Question

What does the following expression represent with respect to a spline cam?

\(\ddot{\overline{u_4}}=\ddot{\overline{u_5}}=\frac{\ddot u(\theta_B-\theta_c)^2}{4L}\)

1. Normalised acceleration on the return part
2. Normalised acceleration on the rise part
3. Normalised velocity on the return part
4. Normalised velocity on the rise part

Answer 1

Correct Answer - Option 1 : Normalised acceleration on the return part

Explanation:

Spline Cam: The spline method of designing cams is based on using cubic polynomials to fit a given displacement diagram at a predetermined number of points. This method is used for designing nonstandard cams.
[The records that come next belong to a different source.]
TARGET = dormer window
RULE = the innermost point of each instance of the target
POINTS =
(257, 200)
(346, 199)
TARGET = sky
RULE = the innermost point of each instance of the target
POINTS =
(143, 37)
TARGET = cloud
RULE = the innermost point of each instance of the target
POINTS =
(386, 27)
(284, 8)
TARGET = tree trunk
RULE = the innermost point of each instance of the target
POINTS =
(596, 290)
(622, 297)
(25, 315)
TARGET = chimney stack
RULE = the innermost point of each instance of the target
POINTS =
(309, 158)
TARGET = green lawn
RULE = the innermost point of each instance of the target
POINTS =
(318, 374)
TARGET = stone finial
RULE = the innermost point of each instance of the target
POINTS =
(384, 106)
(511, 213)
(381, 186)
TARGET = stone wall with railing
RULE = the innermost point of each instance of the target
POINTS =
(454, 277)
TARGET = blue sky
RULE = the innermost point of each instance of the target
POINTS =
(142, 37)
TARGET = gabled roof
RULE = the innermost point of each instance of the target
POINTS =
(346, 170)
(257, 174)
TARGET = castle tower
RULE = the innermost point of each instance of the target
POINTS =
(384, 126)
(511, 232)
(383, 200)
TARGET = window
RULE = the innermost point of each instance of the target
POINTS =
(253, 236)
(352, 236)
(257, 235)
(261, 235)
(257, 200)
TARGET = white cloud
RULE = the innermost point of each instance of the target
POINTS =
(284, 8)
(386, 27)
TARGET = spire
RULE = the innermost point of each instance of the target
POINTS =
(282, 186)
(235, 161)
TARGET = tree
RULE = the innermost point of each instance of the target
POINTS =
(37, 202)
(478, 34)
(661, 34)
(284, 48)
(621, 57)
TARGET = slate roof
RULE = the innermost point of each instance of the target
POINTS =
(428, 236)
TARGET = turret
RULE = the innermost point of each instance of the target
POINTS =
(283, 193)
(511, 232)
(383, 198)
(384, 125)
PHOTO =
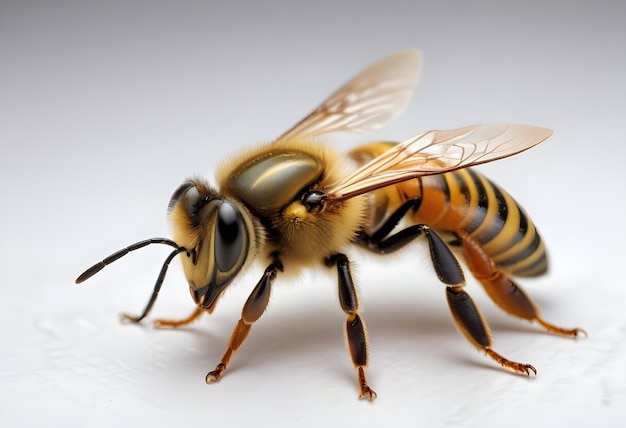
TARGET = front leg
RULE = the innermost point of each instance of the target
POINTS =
(356, 332)
(252, 311)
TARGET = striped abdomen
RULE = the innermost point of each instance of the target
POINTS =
(465, 200)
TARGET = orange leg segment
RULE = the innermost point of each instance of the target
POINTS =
(504, 291)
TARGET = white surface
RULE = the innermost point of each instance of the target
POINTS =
(106, 106)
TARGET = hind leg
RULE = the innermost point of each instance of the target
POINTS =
(504, 291)
(465, 313)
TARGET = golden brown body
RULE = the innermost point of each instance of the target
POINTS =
(294, 202)
(464, 200)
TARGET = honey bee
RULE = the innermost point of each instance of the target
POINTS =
(296, 202)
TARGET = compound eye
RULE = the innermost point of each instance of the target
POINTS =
(229, 238)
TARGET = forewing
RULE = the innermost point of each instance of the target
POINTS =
(436, 152)
(367, 101)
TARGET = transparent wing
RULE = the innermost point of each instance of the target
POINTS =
(435, 152)
(367, 101)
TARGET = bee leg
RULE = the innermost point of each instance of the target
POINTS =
(163, 323)
(465, 313)
(356, 331)
(471, 323)
(252, 311)
(505, 292)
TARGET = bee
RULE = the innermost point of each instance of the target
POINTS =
(296, 202)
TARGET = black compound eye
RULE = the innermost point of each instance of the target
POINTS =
(229, 237)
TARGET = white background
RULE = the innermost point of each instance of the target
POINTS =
(105, 107)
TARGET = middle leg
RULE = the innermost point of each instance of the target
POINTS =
(356, 331)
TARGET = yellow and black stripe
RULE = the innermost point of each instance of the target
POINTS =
(467, 200)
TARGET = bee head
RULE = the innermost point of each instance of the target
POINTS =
(219, 234)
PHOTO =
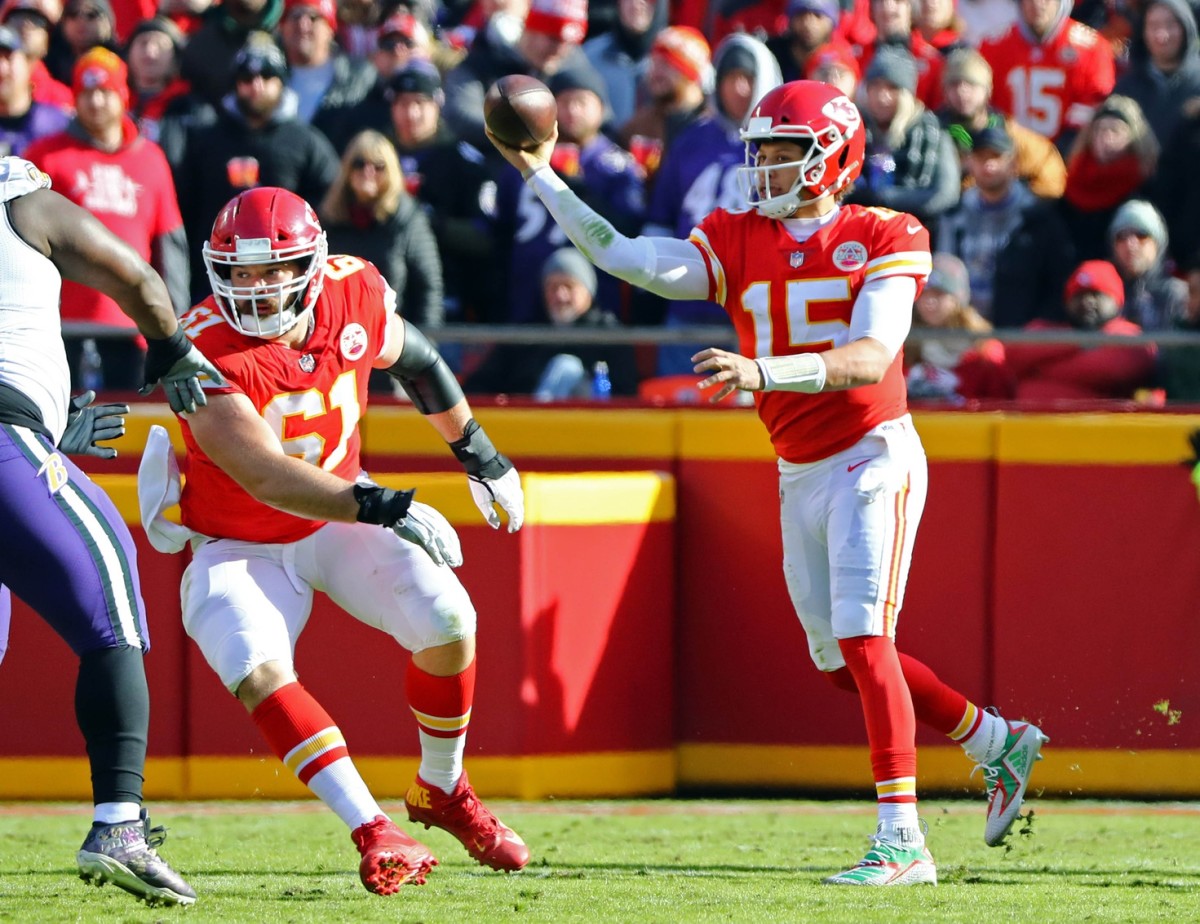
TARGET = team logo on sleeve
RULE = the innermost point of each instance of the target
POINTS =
(354, 341)
(850, 256)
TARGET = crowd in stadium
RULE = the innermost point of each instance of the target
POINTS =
(1048, 148)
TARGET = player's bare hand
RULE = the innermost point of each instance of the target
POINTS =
(731, 371)
(526, 161)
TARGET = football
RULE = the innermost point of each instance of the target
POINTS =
(520, 111)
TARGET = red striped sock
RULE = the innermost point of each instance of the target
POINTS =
(935, 703)
(299, 731)
(887, 707)
(442, 706)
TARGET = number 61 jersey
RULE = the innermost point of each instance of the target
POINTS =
(786, 297)
(311, 397)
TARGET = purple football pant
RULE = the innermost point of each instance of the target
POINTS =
(65, 550)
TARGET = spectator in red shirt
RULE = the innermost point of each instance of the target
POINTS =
(1050, 72)
(103, 165)
(34, 21)
(1095, 297)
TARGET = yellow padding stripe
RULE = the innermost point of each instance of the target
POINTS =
(737, 435)
(442, 724)
(551, 499)
(316, 745)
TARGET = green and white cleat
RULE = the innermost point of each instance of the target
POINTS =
(1008, 777)
(889, 864)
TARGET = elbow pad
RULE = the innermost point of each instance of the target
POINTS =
(424, 375)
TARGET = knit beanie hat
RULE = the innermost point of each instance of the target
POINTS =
(1140, 216)
(569, 262)
(966, 64)
(99, 67)
(563, 19)
(894, 65)
(1097, 276)
(687, 51)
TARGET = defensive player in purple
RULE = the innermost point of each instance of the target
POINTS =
(65, 549)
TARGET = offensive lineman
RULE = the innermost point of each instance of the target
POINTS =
(821, 297)
(280, 508)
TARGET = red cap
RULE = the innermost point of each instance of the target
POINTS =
(325, 9)
(563, 19)
(1097, 276)
(101, 67)
(685, 49)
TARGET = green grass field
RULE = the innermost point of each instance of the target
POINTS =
(653, 861)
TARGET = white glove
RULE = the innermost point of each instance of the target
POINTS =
(504, 491)
(426, 527)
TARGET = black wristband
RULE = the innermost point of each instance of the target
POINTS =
(382, 505)
(162, 354)
(477, 454)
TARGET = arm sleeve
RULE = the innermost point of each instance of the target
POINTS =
(671, 268)
(883, 311)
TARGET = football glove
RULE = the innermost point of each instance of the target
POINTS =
(90, 424)
(178, 366)
(413, 522)
(492, 479)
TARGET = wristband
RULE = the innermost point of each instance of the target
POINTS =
(801, 372)
(382, 505)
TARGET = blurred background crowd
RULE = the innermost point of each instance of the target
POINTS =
(1045, 144)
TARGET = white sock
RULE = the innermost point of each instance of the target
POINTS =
(114, 813)
(988, 741)
(899, 823)
(442, 760)
(342, 789)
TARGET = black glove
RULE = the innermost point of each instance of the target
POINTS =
(382, 505)
(89, 425)
(178, 365)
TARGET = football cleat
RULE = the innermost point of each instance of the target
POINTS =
(124, 855)
(889, 864)
(1007, 777)
(390, 858)
(485, 837)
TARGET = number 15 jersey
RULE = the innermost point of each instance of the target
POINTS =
(786, 297)
(311, 397)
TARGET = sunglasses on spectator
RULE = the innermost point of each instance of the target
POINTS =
(395, 41)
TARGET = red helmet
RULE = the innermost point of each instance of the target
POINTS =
(264, 226)
(825, 123)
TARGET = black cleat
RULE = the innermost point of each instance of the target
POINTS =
(124, 855)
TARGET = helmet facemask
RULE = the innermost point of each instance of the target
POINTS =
(294, 298)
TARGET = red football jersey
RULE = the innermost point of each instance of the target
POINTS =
(1051, 85)
(785, 297)
(311, 397)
The normalized velocities and accelerations for a spline cam are, respectively, as follows

On the rise part:

Velocity

\(\dot {\bar u_1} = \dot {\bar u_2} = \frac {\dot {u}\theta_A}{2L}\)

Acceleration

\(\ddot {\bar u_1} = \ddot {\bar u_2} = \frac {\ddot {u}\theta_A ^2}{4L}\)

On the return part:

Velocity

\(\dot {\bar u_4} = \dot {\bar u_5} = \frac {\dot {u}(\theta_B - \theta _C)}{2L}\)

Acceleration

\(\ddot {\bar u_4} = \ddot {\bar u_5} = \frac {\ddot {u}(\theta_B - \theta _C)^2 }{4L}\)